Wie verlogen das ist, machen die Überlegungen der Singapurer Regierung deutlich. Der Stellvertretende Premierminister Lawrence Wong erläuterte laut einem Bericht von Channel News Asia (übersetzt):
„Das Kabinett habe diese Angelegenheit geprüft und sei übereingekommen, dass es im nationalen Interesse liege, wenn Tharman seine Ämter als Präsident weiter ausübe, sagte Wong. Ursprünglich habe die Regierung beabsichtigt, dass Herr Tharman seine internationalen Ämter weiterhin in seiner offiziellen Funktion ausübe. Der Generalstaatsanwalt habe dem Kabinett jedoch mitgeteilt, dass dies „nicht ideal“ sei. Denn internationale Gremien wollen, dass die Beauftragten ihren offiziellen Status und ihren guten Ruf mitbringen, aber auch unabhängig zur Erreichung der Ziele der Organisationen beitragen. „Wenn der Präsident in diesen internationalen Gremien nur in seiner offiziellen Funktion tätig wäre, würde er sich darauf beschränken, bei allem, was er sagt, die offizielle Position Singapurs zu vertreten“, sagte Herr Wong.“
Deshalb wurde mit Zweidrittelmehrheit die Verfassung geändert, um dem Präsidenten und den Ministern explizit zu erlauben, solche Ämter ohne parlamentarische Kontrolle auszuüben.
Das ist bemerkenswert offen und ehrlich. Die Clubs des Großkapitals wollen, dass die eingeladenen Regierungsvertreter einen hohen Rang und viel Macht und Ansehen haben. Deshalb laden sie diese ja ein. Aber sie wollen auch, dass diese unbeschwert von demokratischen Rechenschaftspflichten mit ihnen kungeln und zu ihren Zielen – statt denen ihres Landes – beitragen können.
So funktioniert Global Governance. So funktionieren all die „informellen“ Regierungsclubs und öffentlich-privaten Clubs von Regierungsvertretern und Konzernen, die weltweite Standards für die Politik setzen, die zwar formell unverbindlich sind, aber komischerweise – wenn nötig – doch von fast allen Parlamenten beschlossen und fast allen Verwaltungen umgesetzt werden. Denn einerseits haben die Regierungsvertreter das in den informellen Runden versprochen, andererseits haben diejenigen in den Machtzentren, insbesondere in Washington, starke Druckmittel, um diejenigen, die nicht mitmachen wollen, umzustimmen.
Zum Beispiel kann man dann auf einer „informellen“ schwarzen oder grauen Liste des informellen Clubs Financial Action Task-Force (FATF) landen, was dann bedeutet, das internationale Banken kein Geschäft mehr mit und in diesen Ländern machen.

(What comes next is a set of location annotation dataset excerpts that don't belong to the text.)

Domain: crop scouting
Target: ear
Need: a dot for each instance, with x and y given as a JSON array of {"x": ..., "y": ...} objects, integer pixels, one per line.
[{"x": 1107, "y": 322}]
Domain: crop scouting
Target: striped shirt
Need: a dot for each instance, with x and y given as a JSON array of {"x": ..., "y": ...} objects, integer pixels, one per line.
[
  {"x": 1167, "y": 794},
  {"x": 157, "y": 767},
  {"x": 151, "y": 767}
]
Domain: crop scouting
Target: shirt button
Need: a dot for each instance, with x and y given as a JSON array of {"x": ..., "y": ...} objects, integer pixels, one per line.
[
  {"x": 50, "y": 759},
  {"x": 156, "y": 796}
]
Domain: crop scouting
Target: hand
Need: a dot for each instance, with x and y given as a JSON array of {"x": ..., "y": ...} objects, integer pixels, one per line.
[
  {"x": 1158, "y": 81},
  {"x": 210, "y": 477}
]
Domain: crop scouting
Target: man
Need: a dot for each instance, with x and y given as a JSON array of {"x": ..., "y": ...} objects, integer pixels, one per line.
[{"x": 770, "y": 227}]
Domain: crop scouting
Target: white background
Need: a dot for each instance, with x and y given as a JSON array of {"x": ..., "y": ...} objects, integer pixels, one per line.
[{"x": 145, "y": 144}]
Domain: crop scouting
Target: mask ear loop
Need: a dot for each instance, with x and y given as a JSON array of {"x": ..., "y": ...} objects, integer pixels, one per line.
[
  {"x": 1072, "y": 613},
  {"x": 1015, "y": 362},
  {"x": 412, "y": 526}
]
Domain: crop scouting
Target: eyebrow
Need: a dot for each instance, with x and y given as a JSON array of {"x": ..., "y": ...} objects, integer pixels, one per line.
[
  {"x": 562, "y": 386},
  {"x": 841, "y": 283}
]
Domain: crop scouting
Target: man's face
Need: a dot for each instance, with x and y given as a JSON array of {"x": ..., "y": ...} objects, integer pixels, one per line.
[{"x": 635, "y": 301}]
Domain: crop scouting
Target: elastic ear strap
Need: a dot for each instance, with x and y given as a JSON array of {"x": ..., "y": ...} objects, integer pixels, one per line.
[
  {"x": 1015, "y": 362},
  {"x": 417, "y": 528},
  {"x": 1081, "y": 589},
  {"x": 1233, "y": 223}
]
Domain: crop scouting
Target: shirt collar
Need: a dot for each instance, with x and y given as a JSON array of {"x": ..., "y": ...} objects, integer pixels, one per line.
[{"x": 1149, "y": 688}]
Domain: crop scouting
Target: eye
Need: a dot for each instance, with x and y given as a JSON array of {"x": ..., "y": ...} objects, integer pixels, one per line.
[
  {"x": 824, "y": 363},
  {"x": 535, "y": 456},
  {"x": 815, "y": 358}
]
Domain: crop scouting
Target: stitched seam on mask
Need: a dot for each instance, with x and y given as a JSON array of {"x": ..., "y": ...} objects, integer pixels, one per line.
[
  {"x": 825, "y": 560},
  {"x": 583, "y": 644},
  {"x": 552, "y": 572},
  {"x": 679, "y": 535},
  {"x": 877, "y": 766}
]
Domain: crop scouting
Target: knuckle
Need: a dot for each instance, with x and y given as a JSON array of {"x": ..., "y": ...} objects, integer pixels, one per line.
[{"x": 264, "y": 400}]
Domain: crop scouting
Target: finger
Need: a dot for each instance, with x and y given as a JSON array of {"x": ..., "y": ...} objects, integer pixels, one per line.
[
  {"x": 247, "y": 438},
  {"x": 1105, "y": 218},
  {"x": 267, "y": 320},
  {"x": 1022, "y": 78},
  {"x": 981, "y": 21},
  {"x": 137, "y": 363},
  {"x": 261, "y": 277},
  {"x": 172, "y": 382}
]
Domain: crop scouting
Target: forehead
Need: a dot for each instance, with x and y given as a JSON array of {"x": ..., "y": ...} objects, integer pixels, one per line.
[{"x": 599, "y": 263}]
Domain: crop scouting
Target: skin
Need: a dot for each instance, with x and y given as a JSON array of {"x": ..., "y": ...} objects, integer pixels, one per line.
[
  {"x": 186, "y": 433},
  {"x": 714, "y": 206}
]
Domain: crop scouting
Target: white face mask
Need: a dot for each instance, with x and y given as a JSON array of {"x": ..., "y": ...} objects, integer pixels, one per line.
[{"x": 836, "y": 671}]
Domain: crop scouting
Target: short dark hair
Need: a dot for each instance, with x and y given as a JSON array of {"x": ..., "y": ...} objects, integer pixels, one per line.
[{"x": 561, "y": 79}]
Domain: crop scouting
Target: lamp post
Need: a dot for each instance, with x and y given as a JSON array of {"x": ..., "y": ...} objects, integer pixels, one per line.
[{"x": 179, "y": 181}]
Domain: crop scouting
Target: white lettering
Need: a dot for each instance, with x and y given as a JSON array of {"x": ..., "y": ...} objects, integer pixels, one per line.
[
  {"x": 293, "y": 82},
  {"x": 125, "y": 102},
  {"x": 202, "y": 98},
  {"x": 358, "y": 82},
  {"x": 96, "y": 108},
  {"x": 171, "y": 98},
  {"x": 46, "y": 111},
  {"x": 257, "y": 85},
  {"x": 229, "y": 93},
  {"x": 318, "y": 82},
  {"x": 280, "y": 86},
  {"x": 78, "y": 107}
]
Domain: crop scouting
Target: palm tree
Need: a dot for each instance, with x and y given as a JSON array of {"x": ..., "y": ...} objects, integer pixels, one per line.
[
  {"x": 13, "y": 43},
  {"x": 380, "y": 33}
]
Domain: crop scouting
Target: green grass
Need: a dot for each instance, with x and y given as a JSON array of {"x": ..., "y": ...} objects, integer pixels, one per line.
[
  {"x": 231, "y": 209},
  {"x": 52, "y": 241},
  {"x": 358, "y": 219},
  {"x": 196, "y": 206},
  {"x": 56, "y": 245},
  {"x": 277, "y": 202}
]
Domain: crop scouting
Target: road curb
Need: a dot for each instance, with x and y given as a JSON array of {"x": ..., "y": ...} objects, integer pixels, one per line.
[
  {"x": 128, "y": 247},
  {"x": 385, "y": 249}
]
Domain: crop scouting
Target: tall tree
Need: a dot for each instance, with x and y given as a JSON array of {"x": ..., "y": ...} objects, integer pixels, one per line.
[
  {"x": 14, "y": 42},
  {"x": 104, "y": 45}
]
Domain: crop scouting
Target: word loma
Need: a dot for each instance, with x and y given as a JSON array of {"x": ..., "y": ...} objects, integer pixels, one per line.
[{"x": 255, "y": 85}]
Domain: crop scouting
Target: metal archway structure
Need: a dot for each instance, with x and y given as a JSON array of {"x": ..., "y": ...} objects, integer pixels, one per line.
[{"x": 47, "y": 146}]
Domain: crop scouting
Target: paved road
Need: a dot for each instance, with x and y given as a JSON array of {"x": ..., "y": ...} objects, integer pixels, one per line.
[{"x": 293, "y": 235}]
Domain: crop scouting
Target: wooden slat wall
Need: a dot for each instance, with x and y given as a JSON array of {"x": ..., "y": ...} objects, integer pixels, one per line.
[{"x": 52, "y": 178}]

Oder man bekommt als Warnschuss einen schlechten Evaluierungsbericht.
Um ganz sicher alles richtig zu machen, wurde die Verfassungsänderung in Singapur auf September zurückdatiert.
Erfüllungsgehilfen des Weltwirtschaftsforums
Jährlich pilgern viele Dutzend der wichtigsten Regierungschefs und Minister zum Jahrestreffen des Weltwirtschaftsforums nach Davos, um dem Kapital seine Aufwartung zu machen und in geheimen Runden mit dessen Vertretern zu kungeln. Für die Galerie an den Bildschirmen halten sie auch schöne Reden.
Außerdem wählt das Forum jedes Jahr Dutzende aufstrebende Politiker aus aller Welt als Young Global Leaders aus und bildet sie in einem mehrjährigen Programm in Zusammenarbeit mit der Harvard Universität zu Senior Politikern aus. Angela Merkel und viele andere spätere Regierungschefs und wichtige Minister weltweit gehören dazu.
Bei Annalena Baerbock hat das eher schlecht geklappt. Sie wurde zwar Außenministerin und sagt genau und nur das, was vermeintlich oder tatsächlich ihre Führungsmacht hören will. Aber sie wirkt dabei des öfteren wie eine leicht defekte Sprechpuppe. Vielleicht liegt das daran, dass sie zu früh nach ihrer Kür zur Young Global Leader ihr hohes Amt bekam und daher die sicherlich ziemlich gute Ausbildung des Großkapitalclubs nicht mehr absolvieren konnte.